Cessna sued for skydiving accident.
"Peter Clark" wrote in message
...
On Tue, 04 Dec 2007 01:04:47 GMT, "Blueskies"
wrote:
"Peter Clark" wrote in message
. ..
On Tue, 04 Dec 2007 00:43:07 GMT, "Blueskies"
wrote:
The original post to this thread stated "The airplane is not certified for flight into known ice, although the plane
in
question did have boots."
So, it seems this plane is *not* certified for flight into known ice. If it is flown into icing conditions, but no
pireps reported ice, is the pilot or is Cessna responsible if the plane crashes?
The Cessna Caravan 208 and 208B have TCDS entries and AOM/POH
procedures and equipment requirements for flight into known icing. How
can that aircraft NOT be certified for flight into known icing? What
specifically am I missing here? Is someone trying to say that the
Caravan in question, even though it posessed boots, was somehow
delivered in a configuration that did not include the rest of the
known icing package? That's a completely different read than how I
took the OP, "[The Cessna Caravan] is not certified for flight into
known ice, although the plane in question did have boots."
Don't know, can't say. I do know some planes have boots et al and are still not certified for flight into *known* ice.
As soon as someone pireps 'ice' the plane cannot legally fly in..

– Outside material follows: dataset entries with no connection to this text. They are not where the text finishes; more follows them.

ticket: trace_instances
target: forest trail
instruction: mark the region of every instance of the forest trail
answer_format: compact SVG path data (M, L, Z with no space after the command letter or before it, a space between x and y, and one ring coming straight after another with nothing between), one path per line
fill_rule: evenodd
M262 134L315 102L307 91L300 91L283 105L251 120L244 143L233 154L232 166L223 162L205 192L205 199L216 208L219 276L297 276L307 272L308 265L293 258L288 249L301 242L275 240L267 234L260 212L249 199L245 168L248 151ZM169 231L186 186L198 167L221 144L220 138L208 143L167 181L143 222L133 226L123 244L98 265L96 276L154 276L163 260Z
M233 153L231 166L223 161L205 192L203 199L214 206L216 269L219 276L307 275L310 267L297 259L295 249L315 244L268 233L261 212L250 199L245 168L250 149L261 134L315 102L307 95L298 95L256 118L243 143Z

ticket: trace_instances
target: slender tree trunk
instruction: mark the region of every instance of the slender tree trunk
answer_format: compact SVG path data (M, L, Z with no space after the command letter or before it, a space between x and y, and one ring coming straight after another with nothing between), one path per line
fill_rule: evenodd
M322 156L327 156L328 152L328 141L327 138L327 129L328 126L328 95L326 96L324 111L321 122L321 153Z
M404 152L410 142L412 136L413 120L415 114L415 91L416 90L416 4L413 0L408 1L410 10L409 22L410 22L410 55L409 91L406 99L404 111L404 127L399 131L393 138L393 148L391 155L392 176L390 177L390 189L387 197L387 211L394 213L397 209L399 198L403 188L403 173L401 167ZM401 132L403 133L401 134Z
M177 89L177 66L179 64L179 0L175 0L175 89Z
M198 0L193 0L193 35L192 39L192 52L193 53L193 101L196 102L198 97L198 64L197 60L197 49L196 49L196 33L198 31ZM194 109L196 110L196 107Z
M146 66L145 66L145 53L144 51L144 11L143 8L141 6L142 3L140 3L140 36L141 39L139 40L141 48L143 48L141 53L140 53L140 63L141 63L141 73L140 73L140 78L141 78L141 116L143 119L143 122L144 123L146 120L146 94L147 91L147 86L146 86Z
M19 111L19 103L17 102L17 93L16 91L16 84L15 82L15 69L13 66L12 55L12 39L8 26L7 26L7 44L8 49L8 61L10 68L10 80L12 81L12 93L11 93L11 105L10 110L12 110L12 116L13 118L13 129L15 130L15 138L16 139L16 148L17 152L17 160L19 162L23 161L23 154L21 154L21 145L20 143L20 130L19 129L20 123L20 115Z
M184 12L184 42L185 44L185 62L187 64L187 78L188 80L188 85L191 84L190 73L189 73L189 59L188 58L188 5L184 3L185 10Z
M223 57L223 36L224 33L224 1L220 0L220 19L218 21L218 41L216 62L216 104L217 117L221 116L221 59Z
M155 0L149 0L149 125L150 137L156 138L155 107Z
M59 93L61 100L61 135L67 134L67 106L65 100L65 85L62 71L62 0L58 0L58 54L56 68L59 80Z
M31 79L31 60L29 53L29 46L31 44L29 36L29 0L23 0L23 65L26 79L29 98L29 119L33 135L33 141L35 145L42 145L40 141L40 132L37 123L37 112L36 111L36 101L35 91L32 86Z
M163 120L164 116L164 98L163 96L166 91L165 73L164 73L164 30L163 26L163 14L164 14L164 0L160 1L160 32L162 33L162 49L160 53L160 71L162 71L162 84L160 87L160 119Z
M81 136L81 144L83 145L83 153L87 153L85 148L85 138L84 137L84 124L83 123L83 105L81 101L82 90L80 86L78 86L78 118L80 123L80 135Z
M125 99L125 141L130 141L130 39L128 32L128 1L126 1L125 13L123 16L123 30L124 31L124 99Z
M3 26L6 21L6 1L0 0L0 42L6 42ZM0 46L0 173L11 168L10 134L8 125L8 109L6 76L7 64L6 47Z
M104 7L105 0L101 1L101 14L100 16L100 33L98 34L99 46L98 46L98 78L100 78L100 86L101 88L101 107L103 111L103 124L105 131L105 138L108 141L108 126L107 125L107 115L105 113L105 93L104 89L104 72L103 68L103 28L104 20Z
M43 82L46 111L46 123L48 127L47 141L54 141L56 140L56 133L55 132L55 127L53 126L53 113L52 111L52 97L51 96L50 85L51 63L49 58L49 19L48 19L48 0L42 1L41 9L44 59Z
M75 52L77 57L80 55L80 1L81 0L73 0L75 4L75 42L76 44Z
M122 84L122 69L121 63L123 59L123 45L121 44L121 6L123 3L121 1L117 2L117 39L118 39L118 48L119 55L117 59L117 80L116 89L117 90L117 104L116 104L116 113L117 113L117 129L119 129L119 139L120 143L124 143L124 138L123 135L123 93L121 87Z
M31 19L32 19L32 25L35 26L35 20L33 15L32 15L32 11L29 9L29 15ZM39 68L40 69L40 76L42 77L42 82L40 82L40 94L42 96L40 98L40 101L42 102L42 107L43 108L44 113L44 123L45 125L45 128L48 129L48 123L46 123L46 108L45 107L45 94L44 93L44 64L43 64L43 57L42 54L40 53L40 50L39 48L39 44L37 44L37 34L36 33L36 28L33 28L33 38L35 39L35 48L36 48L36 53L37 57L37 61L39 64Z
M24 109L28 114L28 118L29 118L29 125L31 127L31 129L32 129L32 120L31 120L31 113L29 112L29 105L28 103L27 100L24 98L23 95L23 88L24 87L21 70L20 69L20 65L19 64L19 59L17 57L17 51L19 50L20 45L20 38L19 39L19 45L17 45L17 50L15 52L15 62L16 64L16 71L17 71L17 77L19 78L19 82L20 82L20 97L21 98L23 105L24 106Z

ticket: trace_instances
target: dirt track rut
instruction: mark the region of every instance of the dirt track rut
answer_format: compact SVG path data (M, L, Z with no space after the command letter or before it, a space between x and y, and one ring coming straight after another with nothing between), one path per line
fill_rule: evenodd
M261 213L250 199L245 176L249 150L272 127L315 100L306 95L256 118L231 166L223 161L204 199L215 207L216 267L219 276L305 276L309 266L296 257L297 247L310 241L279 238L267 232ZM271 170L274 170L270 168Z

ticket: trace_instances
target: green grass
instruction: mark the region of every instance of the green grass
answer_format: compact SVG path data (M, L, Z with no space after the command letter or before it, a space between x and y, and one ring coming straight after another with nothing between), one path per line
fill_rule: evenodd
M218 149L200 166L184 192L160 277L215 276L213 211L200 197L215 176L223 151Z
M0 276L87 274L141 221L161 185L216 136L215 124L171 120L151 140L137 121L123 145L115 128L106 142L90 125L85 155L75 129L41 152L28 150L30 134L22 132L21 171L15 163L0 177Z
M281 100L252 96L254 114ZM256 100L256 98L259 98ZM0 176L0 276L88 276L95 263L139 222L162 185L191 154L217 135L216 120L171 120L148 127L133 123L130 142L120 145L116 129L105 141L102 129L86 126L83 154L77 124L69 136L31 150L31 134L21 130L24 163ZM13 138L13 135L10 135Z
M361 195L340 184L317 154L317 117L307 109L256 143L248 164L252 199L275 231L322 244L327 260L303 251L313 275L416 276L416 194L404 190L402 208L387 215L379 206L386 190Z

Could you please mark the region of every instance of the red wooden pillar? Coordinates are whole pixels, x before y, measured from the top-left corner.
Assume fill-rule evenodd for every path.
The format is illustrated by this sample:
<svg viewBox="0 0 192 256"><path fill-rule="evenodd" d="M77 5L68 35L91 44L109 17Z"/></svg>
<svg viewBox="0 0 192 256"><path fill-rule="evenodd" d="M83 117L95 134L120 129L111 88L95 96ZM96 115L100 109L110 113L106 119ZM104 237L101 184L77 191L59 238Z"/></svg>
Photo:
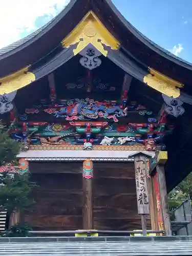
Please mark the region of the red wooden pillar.
<svg viewBox="0 0 192 256"><path fill-rule="evenodd" d="M83 165L83 228L93 229L93 162L84 161Z"/></svg>

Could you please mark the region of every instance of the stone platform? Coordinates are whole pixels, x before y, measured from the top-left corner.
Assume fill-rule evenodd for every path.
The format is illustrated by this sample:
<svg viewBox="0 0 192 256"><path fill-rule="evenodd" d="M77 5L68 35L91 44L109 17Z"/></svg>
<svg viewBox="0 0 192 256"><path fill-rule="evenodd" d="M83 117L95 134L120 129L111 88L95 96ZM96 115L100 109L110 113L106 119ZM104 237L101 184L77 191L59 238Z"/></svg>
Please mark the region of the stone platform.
<svg viewBox="0 0 192 256"><path fill-rule="evenodd" d="M190 255L192 237L1 238L0 255Z"/></svg>

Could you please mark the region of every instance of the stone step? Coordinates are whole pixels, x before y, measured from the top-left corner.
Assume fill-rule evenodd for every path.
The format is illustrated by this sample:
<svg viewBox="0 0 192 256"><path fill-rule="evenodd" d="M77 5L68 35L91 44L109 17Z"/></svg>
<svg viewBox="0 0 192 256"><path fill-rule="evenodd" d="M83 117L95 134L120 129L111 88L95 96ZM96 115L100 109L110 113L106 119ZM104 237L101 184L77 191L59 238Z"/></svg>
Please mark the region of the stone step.
<svg viewBox="0 0 192 256"><path fill-rule="evenodd" d="M0 243L0 255L192 255L192 241Z"/></svg>
<svg viewBox="0 0 192 256"><path fill-rule="evenodd" d="M0 239L0 256L192 255L191 237Z"/></svg>

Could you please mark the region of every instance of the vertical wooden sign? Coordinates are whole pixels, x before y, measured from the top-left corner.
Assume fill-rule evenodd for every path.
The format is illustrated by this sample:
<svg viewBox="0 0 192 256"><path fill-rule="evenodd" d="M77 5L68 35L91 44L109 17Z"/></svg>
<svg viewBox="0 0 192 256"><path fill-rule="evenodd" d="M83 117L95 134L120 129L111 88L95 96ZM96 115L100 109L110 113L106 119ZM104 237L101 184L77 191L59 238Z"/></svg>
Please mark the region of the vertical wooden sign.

Yes, and those aircraft do not have TCDS entries et al covering flight
into known icing. They have POH supplements covering their
"Inadvertant icing exit equipment". But the Cessna Caravan type
certainly has known ice certification.
Doesn't look like all Caravans have ice protection installed...
Just looked up the TCDS:
"Compliance with ice protection has been demonstrated in accordance with § 23.1419 when ice
protection equipment is installed in accordance with the airplane equipment list and is operated per
the Pilot's Operating Handbook and FAA Approved Airplane Flight Manual."